How your scanner uses OCR to read printed text, and where the magic happens
Optical Character Recognition, often abbreviated OCR, is one of the most important pieces of technology that’s used in modern scanning and image capture: It’s what allows machines to “read” what’s printed or written on a piece of paper. Yet, despite its presence in hundreds of our daily activities, it’s something we rarely even notice.
As a scanner manufacturer, we actually think that’s a good thing, since quietly doing your job in the background without any mistakes is exactly what you want from a machine. But any time you’ve scanned a receipt on your 3-in-1 home printer, deposited a check at an ATM, used the camera function on Google Translate, or even put a dollar bill into a soda machine, chances are some type of OCR technology was at work.
How Does OCR Work? The Basics:
So, how does a machine turn a bunch of camera data into readable text? In the simplest terms, it’s a clever piece of reverse engineering. A scanned or photographed image is run through an OCR engine that identifies groups of pixels based on their contrast with the background, and then compares them against a library of known fonts to see if any of them match. If a set of pixels matches closely enough, it’s assigned a confidence score, and if it passes with a high enough certainty, it’s recorded as a text character.
Pretty simple, right? Well, it would be, if only things were always that straightforward. In real-world settings, though, it’s not usually practical to run a comprehensive OCR test on every part of every document.
What that means is: If you’re scanning a check at a bank, you’re not going to be looking for the same things that you would be if you were scanning a driver’s license or a receipt. So, depending on what you’re trying to read and what you’re going to do with the OCR data, you’re likely to end up with lots of OCR “mini-engines” built for very specific purposes.
One Size Does Not Fit All
Our own check scanners are actually a great example of how OCR becomes specialized to do a particular job. When you deposit a check at the bank, it goes through two completely different OCR engines in the course of being converted to an image.
Once you put a check through the scanner, the first thing that happens is that the image is put through a very basic OCR analysis, either onboard the scanner itself or on the PC it’s directly attached to. These are limited, functional tests that are part of Digital Check’s own internal OCR engine. Some of the things it might do are: Taking an OCR reading of the magnetic MICR line so those characters can be compared against the magnetic reading; recognizing upside-down checks if the printing on the bottom is out of place; or identifying certain other documents (mostly used internationally) that have non-magnetic control lines.

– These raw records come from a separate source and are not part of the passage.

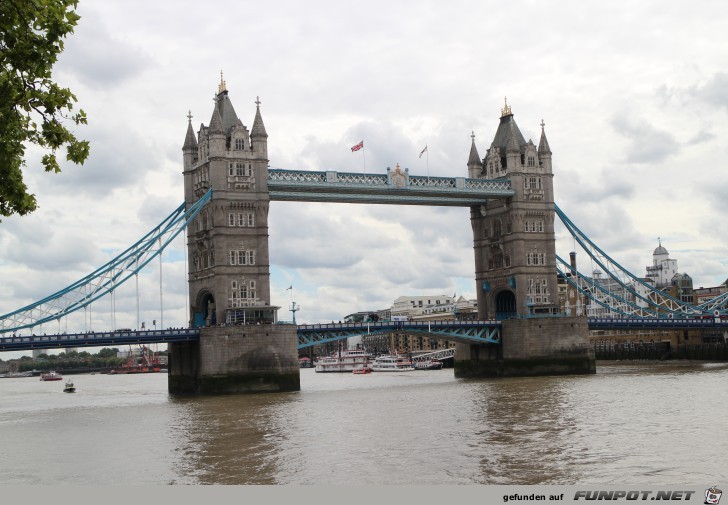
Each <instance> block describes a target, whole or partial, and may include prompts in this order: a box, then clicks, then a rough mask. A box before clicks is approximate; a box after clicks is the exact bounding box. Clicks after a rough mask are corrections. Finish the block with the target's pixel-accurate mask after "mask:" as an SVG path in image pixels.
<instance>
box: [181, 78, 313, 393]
mask: <svg viewBox="0 0 728 505" xmlns="http://www.w3.org/2000/svg"><path fill="white" fill-rule="evenodd" d="M214 101H215V105H214V107H213V110H212V115H211V117H210V124H209V126H205V125H204V124H203V125H200V129H199V132H198V134H197V139H195V135H194V132H193V131H192V119H191V115H190V116H188V118H189V122H188V126H187V135H186V136H185V143H184V145H183V147H182V152H183V165H184V169H183V174H184V181H185V202H186V204H187V206H190V205H192V204H194V203H195V202H196V201H197V200H198V199H199V198H200V197H201V196H203V195H204V194H205V193H206V192H207V191H208V190H209V189H212V190H213V195H212V199H211V200H210V202H209V203H208V204H207V206H206V207H205V208H203V209H202V210H201V211H200V212H199V214H198V215H197V216H196V217H195V219H194V220H193V221H192V222H191V223H189V225H188V226H187V254H188V260H189V261H188V282H189V294H190V296H189V300H190V307H189V308H190V326H192V327H199V328H200V341H199V343H196V342H194V343H175V344H172V345H171V348H170V349H171V351H172V352H171V356H172V358H171V361H170V363H171V365H170V376H169V390H170V392H171V393H173V394H215V393H238V392H260V391H292V390H298V389H300V383H299V369H298V359H297V358H298V351H297V347H296V342H297V340H296V327H295V326H294V325H281V324H276V323H277V313H278V309H279V308H280V307H277V306H273V305H272V304H271V296H270V261H269V250H268V205H269V202H270V195H269V193H268V134H267V133H266V131H265V126H264V125H263V118H262V116H261V113H260V100H258V99H256V102H255V103H256V113H255V119H254V121H253V128H252V131H251V132H248V129H247V127H246V126H245V125H244V124H243V123H242V121H241V120H240V119H239V118H238V116H237V114H236V113H235V109H234V108H233V105H232V102H231V101H230V97H229V94H228V90H227V85H226V83H225V81H224V80H223V78H222V73H221V75H220V84H219V86H218V90H217V93H216V94H215V99H214Z"/></svg>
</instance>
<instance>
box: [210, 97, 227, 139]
mask: <svg viewBox="0 0 728 505" xmlns="http://www.w3.org/2000/svg"><path fill="white" fill-rule="evenodd" d="M209 131H210V133H225V131H224V130H223V129H222V116H220V110H219V109H218V108H217V97H215V108H214V109H213V110H212V117H211V118H210V130H209Z"/></svg>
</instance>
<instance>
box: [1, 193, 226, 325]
mask: <svg viewBox="0 0 728 505" xmlns="http://www.w3.org/2000/svg"><path fill="white" fill-rule="evenodd" d="M211 198H212V189H210V190H208V191H207V193H205V194H204V195H203V196H202V197H201V198H200V199H199V200H197V202H195V203H194V204H193V205H191V206H190V208H189V209H186V208H185V204H184V203H183V204H182V205H180V206H179V207H177V209H176V210H175V211H174V212H172V214H170V215H169V216H167V217H166V218H165V219H164V220H163V221H162V222H161V223H160V224H159V225H157V226H156V227H154V228H153V229H152V230H151V231H149V232H148V233H147V234H146V235H144V236H143V237H142V238H141V239H139V240H138V241H137V242H136V243H135V244H134V245H132V246H131V247H129V248H128V249H126V250H125V251H123V252H122V253H120V254H119V255H118V256H116V257H115V258H114V259H112V260H111V261H109V262H108V263H106V264H105V265H104V266H102V267H100V268H98V269H97V270H96V271H94V272H92V273H91V274H89V275H87V276H86V277H83V278H82V279H79V280H78V281H76V282H74V283H73V284H71V285H70V286H67V287H65V288H63V289H61V290H60V291H57V292H56V293H54V294H52V295H49V296H47V297H45V298H43V299H42V300H40V301H37V302H35V303H32V304H30V305H27V306H25V307H23V308H21V309H18V310H16V311H14V312H10V313H8V314H5V315H3V316H0V334H2V333H8V332H17V331H19V330H22V329H27V328H33V327H35V326H38V325H41V324H43V323H47V322H50V321H57V320H59V319H61V318H63V317H65V316H67V315H69V314H71V313H73V312H75V311H77V310H80V309H83V308H84V307H87V306H88V305H90V304H91V303H92V302H94V301H95V300H98V299H99V298H101V297H103V296H105V295H107V294H109V293H111V292H112V291H114V290H115V289H116V288H118V287H119V286H121V285H122V284H123V283H124V282H126V281H127V280H129V279H130V278H132V277H133V276H134V275H135V274H137V273H138V272H139V271H140V270H141V269H143V268H144V267H145V266H146V265H147V264H148V263H149V262H150V261H151V260H152V259H154V258H155V257H156V256H158V255H159V254H161V253H162V251H163V250H164V249H165V248H166V247H167V246H168V245H169V244H170V243H171V242H172V240H174V238H175V237H176V236H177V235H179V233H180V232H182V230H184V229H185V227H186V226H187V224H188V223H189V222H190V221H191V220H192V219H193V218H194V217H195V216H196V215H197V213H198V212H199V211H200V209H202V207H204V206H205V205H206V204H207V202H209V201H210V199H211Z"/></svg>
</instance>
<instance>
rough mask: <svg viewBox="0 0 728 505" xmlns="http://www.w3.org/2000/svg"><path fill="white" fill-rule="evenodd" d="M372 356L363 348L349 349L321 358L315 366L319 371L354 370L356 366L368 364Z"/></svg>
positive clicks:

Since the kinds of OCR tests done by our own engine are only the ones strictly necessary for the operation of the scanner, it’s naturally going to be very stripped-down compared to a “full” engine that handles more advanced functions. For example, it only uses a handful of fonts in its library: the E13B and CMC7 MICR fonts; OCR-A and OCR-B; a few miscellaneous fonts; and some limited barcode support.
Another important characteristic of the OCR engine in a check scanner is that it’s programmed only to look for certain characters on certain parts of the check, not to analyze the whole document. That means it’ll read a couple of half-inch height bands across the face of the document, while ignoring the rest of the check where things like the dollar amount and signature would be printed. That cuts down the area it analyzes by a good 80 percent or more, and since we’re only looking for a few fonts, it eliminates 99 percent of the work.
That kind of streamlined ability is necessary in order to keep the engine to a manageable size to fit into the scanner API, and also so that it can quickly be run on hundreds of documents in real time. The scanner API performs basic functional OCR on a check in 20 to 30 milliseconds – fast enough to keep up with a continuous-feed machine – whereas doing a full analysis of the entire document would be slower than the scan speed. You might find other similar “front-end” OCR engines that handle the essentials for their particular types of devices.
When it comes to the more elaborate tests – recognizing printing in any possible font, or the Holy Grail of OCR, deciphering handwriting such as the kind that’s often found in the courtesy and legal dollar amounts of a check (known as a “CAR/LAR engine” on checks) – then things get a lot more complicated. That requires a serious OCR engine written by a software company that specializes in it. Orbograph and Mitek’s A2iA are two examples of companies that do this.
Those kinds of full OCR engines, at least in the banking world, are either built into the bank’s main software package or run alongside it. They’ll use complex algorithms that can identify thousands of different fonts, as well as handwritten block and cursive letters, and account for all sort of different situations as they read the key information printed on the check. It’s a whole different animal from what can run on a scanner, but hopefully you can see how both are good at the jobs they’re designed for!
We hope you’ve enjoyed this look into the interesting but largely unknown world of scanners and OCR, and that we’ve helped you understand a little bit more about the silent processes in the background that have helped machines learn how to read.